In his latest installment of “The Macro Moment” distributed this week, Experian North America chief economist Joseph Mayans delivered insight on the U.S. economy as well as key economic and credit developments and implications for the financial services industry.

While a couple of trends might not be directly related to subprime auto finance, two of them — underwriting and delinquency — certainly are salient parts of day-to-day life for lenders.

“While all eyes are on the impact of tariffs, immigration policy, and other proposals coming out of the new administration, the five key trends that I’ll be watching in 2025 have been playing out over the last couple of years and will be important to how the economy and lending market unfolds in the year ahead,” Mayans said in his report.

Here are those five trends that Mayans referenced.

Trend No. 1: The slowdown in the “white-collar” job market

Being gainfully employed certainly is crucial to maintaining monthly car payments.

“Hires rate for professional and business services near lowest level since the Great Recession. Economic uncertainty and AI take-up could potentially continue driving this trend in 2025, creating vulnerabilities for higher-income households,” Mayans said.

Trend No. 2: The importance of net worth positions for continued spending

Perhaps not often in the subprime domain, Mayans mentioned this trend next.

“Increase in net worth is likely one reason why consumers feel comfortable spending more of their income each month, which is why it will be important to watch what happens with equity markets and home values,” he said. “A hit to equity markets — which are at already stretched valuations — could result in spending pullback.”

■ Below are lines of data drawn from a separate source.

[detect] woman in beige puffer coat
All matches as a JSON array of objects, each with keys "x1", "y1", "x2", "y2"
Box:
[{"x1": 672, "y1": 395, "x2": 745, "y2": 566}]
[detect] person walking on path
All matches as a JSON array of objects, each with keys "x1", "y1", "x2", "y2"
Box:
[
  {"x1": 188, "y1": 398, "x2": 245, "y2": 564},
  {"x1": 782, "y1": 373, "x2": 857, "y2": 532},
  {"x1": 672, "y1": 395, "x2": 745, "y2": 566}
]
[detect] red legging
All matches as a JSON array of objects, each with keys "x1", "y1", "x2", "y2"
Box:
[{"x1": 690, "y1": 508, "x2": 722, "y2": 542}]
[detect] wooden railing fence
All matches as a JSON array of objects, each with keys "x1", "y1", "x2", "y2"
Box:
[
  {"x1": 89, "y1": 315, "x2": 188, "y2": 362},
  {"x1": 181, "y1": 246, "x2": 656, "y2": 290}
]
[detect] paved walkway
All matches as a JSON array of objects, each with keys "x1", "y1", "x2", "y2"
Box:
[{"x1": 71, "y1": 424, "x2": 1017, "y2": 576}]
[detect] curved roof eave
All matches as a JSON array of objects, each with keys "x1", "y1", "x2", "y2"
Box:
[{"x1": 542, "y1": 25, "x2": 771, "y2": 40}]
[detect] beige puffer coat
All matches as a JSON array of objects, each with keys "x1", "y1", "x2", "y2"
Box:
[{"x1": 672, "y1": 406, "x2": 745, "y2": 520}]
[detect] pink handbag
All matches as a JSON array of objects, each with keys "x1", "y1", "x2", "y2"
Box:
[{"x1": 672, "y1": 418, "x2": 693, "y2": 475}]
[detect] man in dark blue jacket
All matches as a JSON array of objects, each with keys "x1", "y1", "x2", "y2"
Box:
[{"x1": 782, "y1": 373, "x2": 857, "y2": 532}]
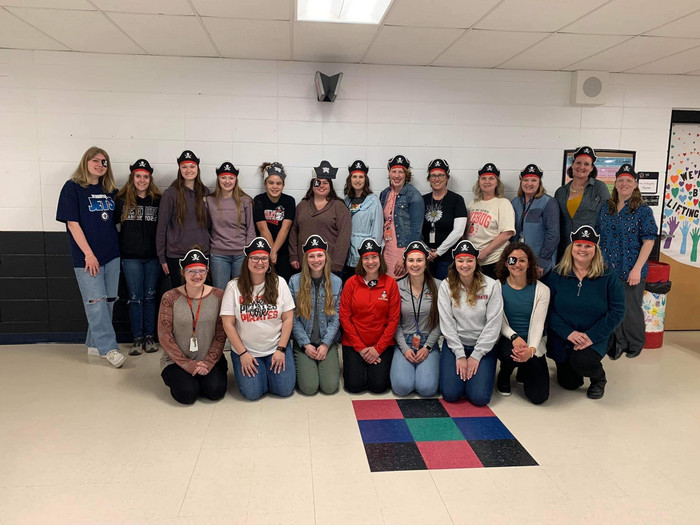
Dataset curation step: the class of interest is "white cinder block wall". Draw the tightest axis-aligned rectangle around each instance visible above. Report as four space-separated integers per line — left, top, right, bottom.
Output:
0 50 700 231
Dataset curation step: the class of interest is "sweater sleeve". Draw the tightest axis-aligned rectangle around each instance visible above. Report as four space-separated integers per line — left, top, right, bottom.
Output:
158 290 196 374
340 277 367 352
471 280 510 361
438 279 466 359
374 276 401 354
586 272 625 343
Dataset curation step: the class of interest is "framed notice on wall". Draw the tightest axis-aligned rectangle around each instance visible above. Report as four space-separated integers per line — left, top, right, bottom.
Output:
561 148 637 192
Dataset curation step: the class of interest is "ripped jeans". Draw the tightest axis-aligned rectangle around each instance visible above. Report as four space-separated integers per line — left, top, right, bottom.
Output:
73 257 119 355
122 259 161 339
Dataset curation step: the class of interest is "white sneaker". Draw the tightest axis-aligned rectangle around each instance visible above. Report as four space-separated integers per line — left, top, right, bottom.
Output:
102 350 126 368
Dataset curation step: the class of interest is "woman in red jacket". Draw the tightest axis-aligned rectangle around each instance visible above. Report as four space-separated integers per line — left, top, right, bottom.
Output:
340 239 401 388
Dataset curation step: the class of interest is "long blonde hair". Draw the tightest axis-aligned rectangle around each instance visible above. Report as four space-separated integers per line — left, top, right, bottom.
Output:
117 171 161 221
71 146 117 193
295 252 335 320
447 261 486 308
554 242 605 279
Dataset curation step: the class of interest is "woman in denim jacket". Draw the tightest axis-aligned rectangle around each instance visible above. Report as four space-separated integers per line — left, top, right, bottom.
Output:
379 155 425 279
289 235 342 395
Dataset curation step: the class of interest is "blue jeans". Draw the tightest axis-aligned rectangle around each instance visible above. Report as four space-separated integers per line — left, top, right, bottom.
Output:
73 257 119 355
122 259 160 339
390 345 440 397
231 344 297 401
209 253 245 290
440 341 498 406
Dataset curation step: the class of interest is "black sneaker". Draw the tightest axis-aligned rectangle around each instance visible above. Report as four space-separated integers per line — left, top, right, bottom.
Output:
496 370 511 397
129 337 143 355
586 379 608 399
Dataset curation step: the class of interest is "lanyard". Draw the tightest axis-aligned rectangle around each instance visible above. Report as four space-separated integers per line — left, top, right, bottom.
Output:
185 286 204 336
408 282 425 334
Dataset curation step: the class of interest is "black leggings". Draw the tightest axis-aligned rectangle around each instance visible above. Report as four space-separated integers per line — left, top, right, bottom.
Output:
160 356 228 405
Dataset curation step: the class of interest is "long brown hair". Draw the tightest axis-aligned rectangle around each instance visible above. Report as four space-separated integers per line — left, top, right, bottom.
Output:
238 255 279 304
171 166 209 228
608 188 644 215
117 171 161 221
295 252 335 320
214 171 253 222
447 261 486 308
71 146 117 193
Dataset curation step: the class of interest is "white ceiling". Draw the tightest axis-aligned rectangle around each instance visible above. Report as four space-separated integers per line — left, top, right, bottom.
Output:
0 0 700 75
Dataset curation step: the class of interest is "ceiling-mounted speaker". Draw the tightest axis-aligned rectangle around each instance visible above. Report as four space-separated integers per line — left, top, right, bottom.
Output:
571 71 610 106
316 71 343 102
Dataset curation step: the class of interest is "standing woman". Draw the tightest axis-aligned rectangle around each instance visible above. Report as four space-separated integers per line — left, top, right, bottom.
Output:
221 237 296 401
289 160 352 277
289 235 343 395
508 164 559 282
340 239 401 394
467 163 515 279
596 164 658 359
546 225 625 399
343 159 384 282
554 146 610 259
496 242 549 405
391 241 440 397
206 162 255 290
423 159 467 279
114 159 161 355
379 155 425 279
253 162 296 281
438 241 503 406
56 146 126 368
158 248 228 405
156 150 209 288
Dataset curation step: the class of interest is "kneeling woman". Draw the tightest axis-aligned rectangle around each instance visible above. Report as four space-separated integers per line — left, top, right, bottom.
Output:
221 237 296 400
438 241 503 406
340 239 401 394
289 235 343 395
546 226 625 399
496 242 549 405
158 249 228 405
391 241 440 397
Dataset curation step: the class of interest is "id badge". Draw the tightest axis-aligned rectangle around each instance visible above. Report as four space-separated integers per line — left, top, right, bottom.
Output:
411 334 420 352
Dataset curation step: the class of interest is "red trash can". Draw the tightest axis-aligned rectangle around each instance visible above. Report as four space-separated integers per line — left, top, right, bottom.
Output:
642 261 671 348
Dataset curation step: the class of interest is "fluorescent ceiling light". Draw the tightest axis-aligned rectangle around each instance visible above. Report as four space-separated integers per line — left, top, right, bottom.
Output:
297 0 391 24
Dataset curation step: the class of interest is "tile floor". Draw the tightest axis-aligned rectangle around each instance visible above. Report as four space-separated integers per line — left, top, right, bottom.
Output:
0 332 700 525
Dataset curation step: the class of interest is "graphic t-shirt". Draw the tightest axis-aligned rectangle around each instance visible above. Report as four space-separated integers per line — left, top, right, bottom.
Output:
253 193 296 253
56 180 119 268
221 277 294 357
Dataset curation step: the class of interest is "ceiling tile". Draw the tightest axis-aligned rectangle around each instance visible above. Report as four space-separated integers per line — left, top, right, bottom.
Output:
432 29 547 68
627 47 700 75
7 7 143 54
191 0 288 20
108 13 218 56
501 34 628 70
565 0 698 35
646 11 700 38
0 9 68 50
567 36 700 72
384 0 499 28
92 0 194 15
293 22 378 62
474 0 608 32
202 17 291 60
363 26 463 65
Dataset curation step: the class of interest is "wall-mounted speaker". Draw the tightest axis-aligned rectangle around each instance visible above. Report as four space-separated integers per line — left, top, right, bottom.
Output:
316 71 343 102
571 71 610 106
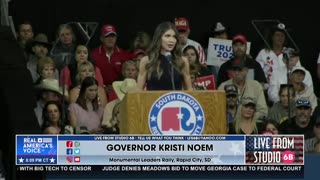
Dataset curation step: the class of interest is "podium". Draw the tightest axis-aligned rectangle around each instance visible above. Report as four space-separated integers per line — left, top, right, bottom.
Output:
120 90 227 135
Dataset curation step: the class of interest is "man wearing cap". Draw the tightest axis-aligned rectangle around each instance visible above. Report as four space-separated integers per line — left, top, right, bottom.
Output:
290 66 318 112
91 24 134 101
218 59 268 119
224 85 238 123
17 21 33 49
256 24 301 82
217 34 267 86
175 17 206 64
279 98 314 139
304 116 320 152
26 33 59 83
268 51 313 103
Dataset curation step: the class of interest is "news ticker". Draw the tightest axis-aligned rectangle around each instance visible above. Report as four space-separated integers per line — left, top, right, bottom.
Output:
17 165 304 179
16 135 304 165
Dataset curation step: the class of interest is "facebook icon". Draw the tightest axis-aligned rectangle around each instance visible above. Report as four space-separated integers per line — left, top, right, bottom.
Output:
66 148 72 155
149 92 205 135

Trend No. 3: The stabilization of consumer delinquency

This metric might be one finance companies watched closest no matter what time of year.

“Data suggests delinquency is stabilizing for credit card and unsecured personal loans. Rate of credit card consumers rolling into higher delinquency status is slowing year-on-year across scores. This is a positive development that suggests consumers are finding their footing after years of rising delinquency,” Mayans said.

Trend 4: The letting up of lending standard tightening

Is the finance spigot ready to open?

“The pace of lending standard tightening has eased (and in some cases loosened slightly) in line with slowing delinquency growth. While uncertainty and forecasts for higher unemployment will keep some lenders cautious, some may start dipping their toes in the water with looser standards,” Mayans said.

Trend 5: The lending market reset

Here’s one more reference to COVID.

“Higher interest rates and tighter lending standards have slowed credit growth off its post-pandemic highs,” Mayans said, while adding, “2025 is setting up to be a more stable environment as interest rates ease (modestly) and lenders being to (cautiously) loosen standards.”